DS: What is timeout dada?
DH: we lock you in your room for 5 minutes and you're not going to like it.
DS: can I be loud in my room?
DH: .....yes..
DS: can i be really loud?
DH: yes
DS: I go to timeout!

DH suggested locking him in a closet so it's dark and he's scared (for a few minutes) so he's actually incentivized to avoid it as a punishment. Thoughts?

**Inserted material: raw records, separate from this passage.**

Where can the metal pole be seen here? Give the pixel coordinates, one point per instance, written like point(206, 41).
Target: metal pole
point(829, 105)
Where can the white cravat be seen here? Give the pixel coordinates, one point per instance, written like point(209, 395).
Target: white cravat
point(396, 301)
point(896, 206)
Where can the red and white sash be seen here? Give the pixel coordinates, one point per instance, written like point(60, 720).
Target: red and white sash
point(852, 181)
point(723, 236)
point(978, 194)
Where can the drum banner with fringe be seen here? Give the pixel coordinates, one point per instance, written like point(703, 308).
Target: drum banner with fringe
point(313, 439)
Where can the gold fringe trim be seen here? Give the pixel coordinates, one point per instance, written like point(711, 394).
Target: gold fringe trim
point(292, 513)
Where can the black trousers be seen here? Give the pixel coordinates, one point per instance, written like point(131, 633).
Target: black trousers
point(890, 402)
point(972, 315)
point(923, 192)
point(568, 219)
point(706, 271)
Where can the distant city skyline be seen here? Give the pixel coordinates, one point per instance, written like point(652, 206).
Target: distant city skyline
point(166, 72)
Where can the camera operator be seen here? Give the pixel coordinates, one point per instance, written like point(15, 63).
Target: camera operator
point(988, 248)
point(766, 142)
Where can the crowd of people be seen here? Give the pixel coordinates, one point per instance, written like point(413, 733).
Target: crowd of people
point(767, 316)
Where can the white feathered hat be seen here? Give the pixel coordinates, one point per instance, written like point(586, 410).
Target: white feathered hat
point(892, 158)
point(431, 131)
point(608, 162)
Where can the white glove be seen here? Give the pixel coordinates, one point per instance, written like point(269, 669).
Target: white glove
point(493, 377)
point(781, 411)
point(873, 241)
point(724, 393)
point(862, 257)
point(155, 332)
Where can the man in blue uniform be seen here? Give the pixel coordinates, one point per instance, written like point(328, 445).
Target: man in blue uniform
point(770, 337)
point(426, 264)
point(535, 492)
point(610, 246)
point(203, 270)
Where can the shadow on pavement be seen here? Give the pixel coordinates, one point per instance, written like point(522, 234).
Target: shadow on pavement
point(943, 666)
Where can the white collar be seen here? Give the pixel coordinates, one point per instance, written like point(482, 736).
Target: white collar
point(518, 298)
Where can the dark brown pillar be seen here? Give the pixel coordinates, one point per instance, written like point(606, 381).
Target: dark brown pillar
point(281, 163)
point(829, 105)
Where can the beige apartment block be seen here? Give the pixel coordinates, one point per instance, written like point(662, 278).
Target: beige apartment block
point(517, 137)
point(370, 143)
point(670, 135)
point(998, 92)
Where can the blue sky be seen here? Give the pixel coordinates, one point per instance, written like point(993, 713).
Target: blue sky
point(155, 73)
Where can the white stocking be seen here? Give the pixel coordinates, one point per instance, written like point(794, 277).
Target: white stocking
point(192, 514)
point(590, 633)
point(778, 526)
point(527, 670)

No. That’s horrible. You need to take a time out and think about changing how you self regulate or deal with frustration if that sounds ok to you. I’m concerned your husband may have actually done that. If I were you I would be concerned about child abuse in your home. Please get parent coaching and therapy. You can also take a break for a second. Tell your child you need to go in another room and breathe.
Anonymous
Anonymous wrote:and before anyone comes at me for abuse - DS is extremely well loved and secure toddler. Our frustration is he is perhaps too confident and knows he can walk all over us. We do try replacement behavior, redirecting, the usual parenting suggestions, but often it does not work. Here's another example of something that happens nightly. DS starts banging on the table during mealtime or throwing food. We take away his plate.

DS: I want my food back!
DH: Why did dada take ita way?
DS: Because I hit the table
DH: Are you going to stop if I give it back to you?
DS: Yes.
We give it back. 2 minutes later destructive behavior returns.
DH: Dinner is over (takes away his plate, removes him from table)
DS: I want my food!
DH: Why did I take it away?
DS: Because I be mean.

*repeats*


OMG. You’re insane. The moment he does something like bang on the table, take away the plate. Dinner is over.

Don’t ask him why. Just say, simply matter of fact with no emotion.

“When you bang on the table dinner is all done.”

This is called natural consequences. Then you don’t even have to deal with time out and the toddler pushing your buttons. Personally, I always found it easier to remove the item from the situation than negotiate with a cheeky toddler. So, if the kid is hitting with a toy, the toy is on time out in a high shelf for the rest of the day. Any toy the kid throws gets put up immediately. That’s natural consequences.